Rappelons que Goebbels, Gauleiter de Berlin, avait acquis au 106 de la Wilhelm-Straße un bâtiment, à proximité de ce qu’il était convenu d’appeler le Quartier des jounaux – Zeitungsviertel, pour en faire le siège de l’édition du journal nazi «Angriff», créé en 1927, après l’interdiction qui frappait le groupuscule berlinois. En octobre 1932, la rédaction déménageait au 10 de la Hedemann-Straße, située à quelques mètres.

 

L’ÉCOLE DEVIENT LE SIÈGE DE LA GESTAPO

 

Première phase : Hermann Goering

Sous la tutelle de Goering — ministre de l’Intérieur de Prusse — une série de lois (Gesetz), de décrets, de circulaires, d’ordonnances (Erlaß, Verordung, Runderlaß) renforcent la violence d’État au profit des nouveaux maîtres et instaurent l’arbitraire.

Les lois, décrets de la première année ont un point commun : phagocyter les instances traditionnelles du pouvoir régalien de l’État (police, justice…), et les droits de la personne.

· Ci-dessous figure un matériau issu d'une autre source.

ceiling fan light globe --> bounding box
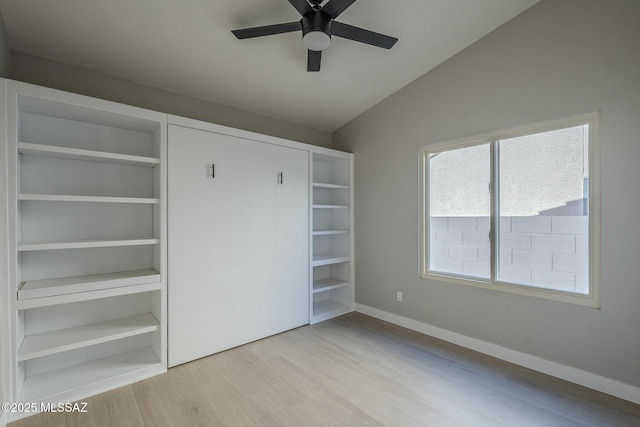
[303,31,331,51]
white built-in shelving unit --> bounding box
[310,149,354,323]
[0,80,167,418]
[0,79,354,423]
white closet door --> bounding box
[168,125,309,366]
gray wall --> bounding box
[10,53,331,148]
[0,12,10,77]
[333,0,640,388]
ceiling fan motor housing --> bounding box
[301,11,332,39]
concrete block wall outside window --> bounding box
[431,216,588,294]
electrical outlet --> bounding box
[396,291,403,302]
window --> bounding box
[421,113,600,307]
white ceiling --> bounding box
[0,0,538,132]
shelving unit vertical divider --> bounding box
[0,79,11,425]
[309,147,354,324]
[1,79,167,421]
[6,78,22,403]
[152,114,167,368]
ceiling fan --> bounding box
[232,0,398,72]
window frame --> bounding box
[420,112,601,308]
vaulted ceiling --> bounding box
[0,0,538,132]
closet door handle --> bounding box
[278,172,283,184]
[211,163,215,179]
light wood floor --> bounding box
[10,312,640,426]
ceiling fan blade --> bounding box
[232,22,301,39]
[288,0,314,16]
[307,50,322,72]
[321,0,358,19]
[331,21,398,49]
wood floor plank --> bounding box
[9,312,640,426]
[67,386,144,427]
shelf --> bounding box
[312,254,351,267]
[19,194,160,204]
[19,346,161,403]
[312,204,349,209]
[313,152,351,164]
[18,313,160,361]
[19,269,160,300]
[313,278,349,293]
[312,229,349,236]
[312,299,351,321]
[18,142,160,167]
[313,182,349,190]
[17,282,162,310]
[18,237,160,252]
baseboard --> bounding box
[355,303,640,405]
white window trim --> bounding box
[420,112,601,308]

Phagocytage fondé sur deux principes implicites : 1. Principe de la Gleichschaltung : mise au pas des Länder, mise au pas des services de police et du personnel ; mise au pas des individus ; 2. Principe de la Gliederschaft : constitution d’une communauté ethnique/politique par élimination des non-conformes aux normes définies selon deux critères (politique (l’adversaire), racial (aryanité). But final : une fusion de tous les membres dans l’État incarné par le Führer. D’où la nécessaire création d’une police de la sûreté, sécurité efficace, censée faire advenir cet ordre fantasmé.

L’exécutif  s’affole : Lois, décrets, ordonnances, circulaires…

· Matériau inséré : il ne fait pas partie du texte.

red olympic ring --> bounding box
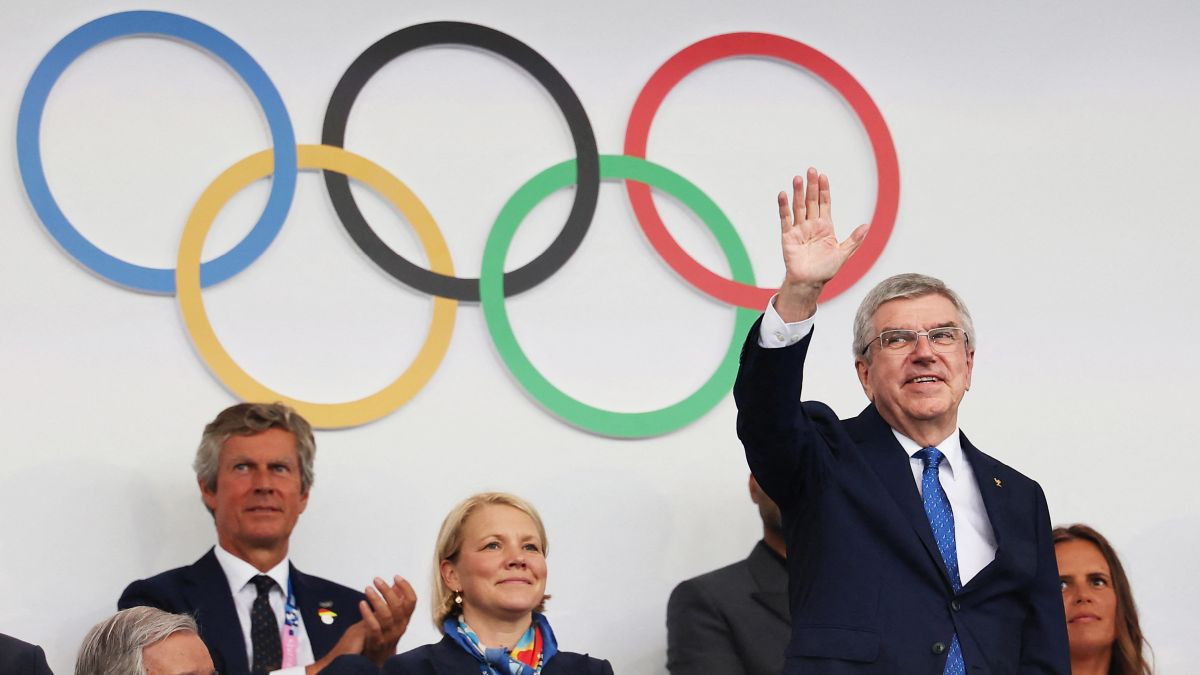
[624,32,900,308]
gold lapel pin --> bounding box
[993,478,1002,488]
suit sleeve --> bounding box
[734,318,824,509]
[0,637,53,675]
[1018,484,1071,674]
[117,578,176,612]
[323,654,383,674]
[30,645,52,675]
[381,650,433,675]
[665,579,748,675]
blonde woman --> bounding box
[384,492,612,674]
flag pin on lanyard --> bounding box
[281,577,300,668]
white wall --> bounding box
[1,1,1197,672]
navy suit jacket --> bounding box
[0,634,53,675]
[734,325,1069,674]
[666,541,790,675]
[118,548,364,675]
[382,635,613,675]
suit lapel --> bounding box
[746,542,789,623]
[850,405,956,589]
[292,565,340,660]
[960,434,1007,592]
[184,549,249,675]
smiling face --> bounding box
[441,504,548,628]
[199,427,308,564]
[855,293,974,444]
[1057,539,1118,659]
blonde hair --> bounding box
[431,492,550,629]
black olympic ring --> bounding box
[321,21,600,302]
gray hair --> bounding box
[75,607,199,675]
[852,273,976,360]
[193,402,316,497]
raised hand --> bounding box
[359,575,418,665]
[775,168,868,321]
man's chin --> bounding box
[235,526,292,547]
[898,397,956,419]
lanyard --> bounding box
[281,575,299,668]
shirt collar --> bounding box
[892,428,964,477]
[213,545,291,596]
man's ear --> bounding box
[748,475,763,505]
[199,477,218,513]
[964,347,975,391]
[855,357,874,401]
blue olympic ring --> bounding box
[16,10,297,294]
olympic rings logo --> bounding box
[17,11,898,436]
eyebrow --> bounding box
[227,455,296,465]
[878,321,961,333]
[478,532,540,542]
[1060,570,1111,579]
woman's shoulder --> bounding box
[548,650,614,675]
[382,637,464,673]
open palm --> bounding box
[779,168,868,288]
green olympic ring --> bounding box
[480,154,759,438]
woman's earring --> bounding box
[454,592,463,605]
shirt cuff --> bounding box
[758,294,815,348]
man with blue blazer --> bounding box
[119,403,417,675]
[734,169,1069,674]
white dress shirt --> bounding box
[213,546,314,675]
[758,299,997,584]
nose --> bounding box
[506,551,528,568]
[910,333,937,360]
[251,468,275,492]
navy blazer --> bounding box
[666,541,790,675]
[118,548,364,675]
[0,634,52,675]
[382,635,613,675]
[734,325,1069,674]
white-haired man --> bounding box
[76,606,214,675]
[735,169,1069,673]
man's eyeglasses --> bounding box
[863,327,968,354]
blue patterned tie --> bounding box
[915,447,966,675]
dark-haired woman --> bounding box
[1054,524,1152,675]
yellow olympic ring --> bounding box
[175,144,457,428]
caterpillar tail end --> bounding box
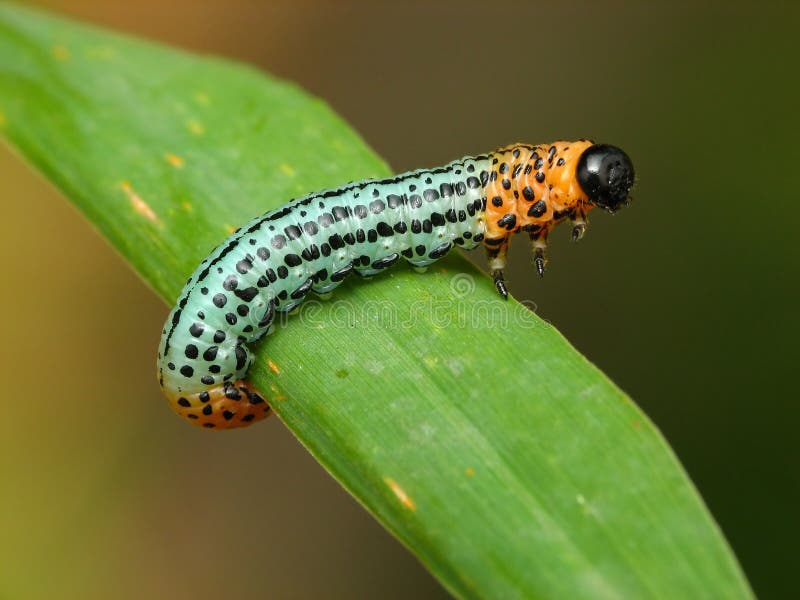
[167,380,272,430]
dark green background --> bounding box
[1,1,797,598]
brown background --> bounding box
[1,1,798,598]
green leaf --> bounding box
[0,4,752,598]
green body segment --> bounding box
[158,155,492,425]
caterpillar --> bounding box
[158,141,635,429]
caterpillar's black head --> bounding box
[576,144,635,214]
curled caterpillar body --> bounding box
[158,141,634,429]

NOTA.  Je ne retiendrai que les éléments qui éclairent la création de la Gestapo siégeant au 8 rue Prinz-Albrecht, présentés dans un ordre chronologique qui a, me semble-t-il, le mérite de ne pas pouvoir être perçu comme un ordre logique rationnel, accomplissement d’un projet défini,  mais plus comme une suite de bricolages, portés par l’irrationnel de la volonté de pouvoir, dont le but premier est de protéger un pouvoir encore fragile, fragilité dont les nouveaux maîtres ont conscience.

« Nous sommes ici en présence d’une logique de l’évolution administrative qui allait devenir de plus en plus impérieuse. Au cours du processus, il arriva bien souvent aux bureaucrates de percevoir comme autant d’obstacles les vieux principes de la procédure légale, avec toutes leurs exigences. Ressentant le besoin d’agir sans contrainte, ils créèrent un climat qui leur permit d’écarter progressivement le modus operandi du formalisme écrit.» Raul Hilberg, [La Destruction des Juifs d’Europe, 1985, Traduction française, 1988, Fayard, p. 52]

• « Pour protéger le peuple allemand », un décret du 4 février 1933 autorise la police à interdire réunions, journaux, revues, sans avoir à justifier la décision.
•   Le 17 février 1933,  l’ordonnance Schießerlaß autorise la police à user des armes à feu contre les opposants.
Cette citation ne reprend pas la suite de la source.